06/20 【読】 「定本・二笑亭綺譚(式場隆三郎、藤森照信、赤瀬川原平、岸武臣、式場隆成、筑摩書房)」

「定本・二笑亭綺譚(式場隆三郎、藤森照信、赤瀬川原平、岸武臣、式場隆成、筑摩書房)」


 昭和初年、関東大震災からの復興進む東京は深川に、異形の建物が出現した。近隣から牢屋などと訝しがられる、その建物の名は二笑亭。この建物、深川一帯を地所に持つ資産家、渡辺金蔵なる人物が大金をかけて建設したものだという。牢屋と呼ばれるほどの圧倒的な重量感、あらゆる部分が非対称の意匠、そして屋敷内に施された意味不明・用途不明の仕掛けたち。だが、ある事件を発端として建物の建設は中止、渡辺氏自身も精神病院へと送られてしまう。

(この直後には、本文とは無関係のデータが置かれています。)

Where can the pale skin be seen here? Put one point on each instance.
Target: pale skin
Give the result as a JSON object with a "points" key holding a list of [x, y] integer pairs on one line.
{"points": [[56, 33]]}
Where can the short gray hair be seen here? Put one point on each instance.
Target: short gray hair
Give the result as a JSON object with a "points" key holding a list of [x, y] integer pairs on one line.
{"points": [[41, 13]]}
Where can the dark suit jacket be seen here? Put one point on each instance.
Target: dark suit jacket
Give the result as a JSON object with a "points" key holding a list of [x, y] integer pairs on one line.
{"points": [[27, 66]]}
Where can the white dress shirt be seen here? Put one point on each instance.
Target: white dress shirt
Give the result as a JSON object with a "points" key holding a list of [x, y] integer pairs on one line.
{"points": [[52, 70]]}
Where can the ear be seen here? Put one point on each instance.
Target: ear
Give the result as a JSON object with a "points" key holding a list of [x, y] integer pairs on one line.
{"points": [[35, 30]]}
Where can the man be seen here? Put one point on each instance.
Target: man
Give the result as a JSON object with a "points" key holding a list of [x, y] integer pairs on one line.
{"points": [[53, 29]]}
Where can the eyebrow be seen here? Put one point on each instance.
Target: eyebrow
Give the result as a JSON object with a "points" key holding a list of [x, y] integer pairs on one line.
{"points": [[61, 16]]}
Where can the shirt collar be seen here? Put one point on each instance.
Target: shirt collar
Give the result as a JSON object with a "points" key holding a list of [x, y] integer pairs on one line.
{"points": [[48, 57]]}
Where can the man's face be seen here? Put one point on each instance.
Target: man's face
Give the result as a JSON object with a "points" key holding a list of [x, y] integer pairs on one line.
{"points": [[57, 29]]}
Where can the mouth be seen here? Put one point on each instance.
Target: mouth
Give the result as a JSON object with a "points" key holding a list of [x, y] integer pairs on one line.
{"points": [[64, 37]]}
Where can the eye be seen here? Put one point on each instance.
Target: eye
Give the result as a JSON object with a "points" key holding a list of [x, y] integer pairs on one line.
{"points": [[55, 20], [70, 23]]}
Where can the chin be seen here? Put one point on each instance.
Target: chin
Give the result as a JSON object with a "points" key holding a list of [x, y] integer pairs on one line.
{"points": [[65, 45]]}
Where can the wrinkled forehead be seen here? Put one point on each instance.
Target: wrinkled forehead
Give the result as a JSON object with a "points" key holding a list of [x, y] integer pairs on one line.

 本書は主人を失った二笑亭が取り壊される少し前、医師で文筆家であった式場隆三郎氏が建築家の谷口吉郎氏とともに現地調査した書「二笑亭綺譚」をベースとして、後年出版されたアンソロジー「五十年目の再訪記」ほかを加えたもの。なお再訪記は、藤森照信氏、赤瀬川原平氏、岸武臣氏、式場氏のご子息である隆成氏らの共著となっている。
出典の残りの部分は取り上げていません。